Полные губы Хадуджи скривились в усмешке, полной ненависти:

— Собственно говоря, он уже вызвал для тебя человека из племени кульфа, который хорошо знает свое ремесло.

Салима ощутила, как пол уходит у нее из-под ног. Черные люди из суданского племени кульфа были мускулистыми великанами — примерно двух метров роста, — известными тем, что хорошо владели мечом. Считалось, клинок суданца мог с легкостью перерубить шею человека, словно травинку.

— Твое счастье, что вдовы нашего отца узнали об этом, — продолжала Хадуджи. — Они вступились за тебя и упросили Меджида отложить твою казнь до тех пор, пока твоя вина не будет точно доказана.

Салима скользнула взглядом по рабыням Хадуджи, по евнухам, каждый из которых был вооружен кинжалом и мечом, потом посмотрела на собственных слуг. Она знала, что их ждет. Перед угрозой пыток каждый человек в ее доме, будь то мужчина или женщина, расскажет все, что знает о своей госпоже, а она сама будет раздета и обследована прислужницами Хадуджи, а если понадобится — то и насильно. Ее веки затрепетали, комната начала кружиться перед глазами, однако она заставила себя выпрямиться и, выждав, пока не прошло головокружение, открыто взглянула на Хадуджи.

— Вам не нужно искать никаких доказательств, Хадуджи. Это правда, что вы услышали в Бейт-Иль-Сахеле. Я ношу под сердцем ребенка.
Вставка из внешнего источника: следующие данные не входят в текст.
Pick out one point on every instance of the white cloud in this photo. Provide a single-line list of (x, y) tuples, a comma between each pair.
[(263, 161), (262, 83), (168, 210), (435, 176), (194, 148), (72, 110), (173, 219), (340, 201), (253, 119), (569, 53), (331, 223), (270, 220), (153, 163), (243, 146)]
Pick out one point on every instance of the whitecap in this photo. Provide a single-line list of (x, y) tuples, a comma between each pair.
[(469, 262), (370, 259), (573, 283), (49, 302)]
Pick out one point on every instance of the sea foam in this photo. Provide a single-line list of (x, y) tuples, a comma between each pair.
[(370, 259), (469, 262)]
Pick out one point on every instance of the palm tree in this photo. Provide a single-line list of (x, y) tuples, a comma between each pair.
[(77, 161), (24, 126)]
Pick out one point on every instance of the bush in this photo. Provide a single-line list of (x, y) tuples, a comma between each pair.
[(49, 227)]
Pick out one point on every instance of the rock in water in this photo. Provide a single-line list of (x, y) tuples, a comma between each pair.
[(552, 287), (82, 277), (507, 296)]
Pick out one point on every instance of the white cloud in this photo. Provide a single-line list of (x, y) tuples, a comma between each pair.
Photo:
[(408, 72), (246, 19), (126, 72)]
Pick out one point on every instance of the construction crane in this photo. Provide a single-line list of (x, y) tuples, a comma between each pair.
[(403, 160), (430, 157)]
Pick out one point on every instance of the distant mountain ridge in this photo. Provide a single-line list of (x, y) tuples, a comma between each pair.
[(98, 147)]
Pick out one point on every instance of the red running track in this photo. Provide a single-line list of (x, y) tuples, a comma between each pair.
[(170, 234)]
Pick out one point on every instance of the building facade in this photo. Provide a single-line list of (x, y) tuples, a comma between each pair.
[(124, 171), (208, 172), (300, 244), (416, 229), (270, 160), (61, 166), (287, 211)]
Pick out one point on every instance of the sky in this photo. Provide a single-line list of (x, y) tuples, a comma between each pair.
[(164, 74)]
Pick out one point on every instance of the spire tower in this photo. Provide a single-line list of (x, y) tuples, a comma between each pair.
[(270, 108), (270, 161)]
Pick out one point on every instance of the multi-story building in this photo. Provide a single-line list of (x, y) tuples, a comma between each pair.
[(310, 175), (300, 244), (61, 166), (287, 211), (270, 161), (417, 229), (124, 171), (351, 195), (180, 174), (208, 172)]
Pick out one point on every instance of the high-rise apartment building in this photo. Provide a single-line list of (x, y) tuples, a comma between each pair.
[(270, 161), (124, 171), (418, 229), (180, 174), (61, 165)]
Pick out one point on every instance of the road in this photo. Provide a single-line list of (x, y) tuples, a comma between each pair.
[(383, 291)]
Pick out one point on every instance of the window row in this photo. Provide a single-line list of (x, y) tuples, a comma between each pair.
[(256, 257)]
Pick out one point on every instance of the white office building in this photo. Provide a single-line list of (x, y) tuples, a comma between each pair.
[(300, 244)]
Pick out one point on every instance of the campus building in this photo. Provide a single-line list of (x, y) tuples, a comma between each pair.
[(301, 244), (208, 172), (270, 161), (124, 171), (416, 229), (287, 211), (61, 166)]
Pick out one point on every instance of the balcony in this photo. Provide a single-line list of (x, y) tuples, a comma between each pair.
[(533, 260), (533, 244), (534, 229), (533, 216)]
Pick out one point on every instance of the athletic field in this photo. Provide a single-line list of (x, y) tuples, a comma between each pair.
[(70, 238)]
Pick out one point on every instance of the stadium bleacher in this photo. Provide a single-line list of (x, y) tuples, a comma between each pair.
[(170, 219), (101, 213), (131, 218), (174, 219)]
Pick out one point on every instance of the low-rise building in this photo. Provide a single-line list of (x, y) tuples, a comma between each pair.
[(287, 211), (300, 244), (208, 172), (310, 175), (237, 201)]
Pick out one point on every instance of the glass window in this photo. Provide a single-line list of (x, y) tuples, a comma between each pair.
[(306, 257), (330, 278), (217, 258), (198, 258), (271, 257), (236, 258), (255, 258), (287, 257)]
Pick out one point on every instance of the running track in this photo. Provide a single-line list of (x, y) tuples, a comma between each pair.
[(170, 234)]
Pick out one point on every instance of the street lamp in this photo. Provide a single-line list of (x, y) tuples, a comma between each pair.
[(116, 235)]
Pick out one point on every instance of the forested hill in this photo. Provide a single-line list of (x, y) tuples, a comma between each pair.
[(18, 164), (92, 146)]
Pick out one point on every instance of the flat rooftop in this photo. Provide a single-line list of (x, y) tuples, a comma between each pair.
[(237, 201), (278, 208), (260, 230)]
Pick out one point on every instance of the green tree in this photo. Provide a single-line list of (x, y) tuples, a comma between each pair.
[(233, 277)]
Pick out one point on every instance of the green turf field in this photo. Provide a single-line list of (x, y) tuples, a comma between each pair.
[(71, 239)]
— Не жди милосердия лишь потому, что ты признала свою вину, — грубо набросилась на нее родственница и достала из складок платья письмо. Салима взяла его и развернула.

— Наш мудрый и милосердный брат передал мне это письмо для тебя — в том случае, если все слухи не окажутся клеветой.

— Он хочет послать меня в Мекку? — вырвалось у Салимы, когда она прочла письмо.

— В паломничество. В знак того, что ты искренне раскаиваешься во всех грехах и будешь просить Аллаха о прощении, — кивнула Хадуджи. — На время приготовлений к поездке он велел мне присмотреть за тобой. До твоего отъезда я останусь в этом доме.

Все члены Салимы судорожно сжались. Она старалась подавить охватившую все ее тело дрожь. Она слышала множество историй о девушках и женщинах, забеременевших, подобно ей, в грехе, и точно так же отправленных в паломничество по святым местам, к месту рождения Пророка. Ни одна из них, как говорили, не достигла цели назначения, не говоря о том, чтобы вернуться. То, что до сих пор грозило неопределенностью, обрело вполне явственные черты, и Салима уже ощущала холод клинка у горла. Пальцы ее судорожно впились в письмо, и, скомкав, она гневно его отбросила.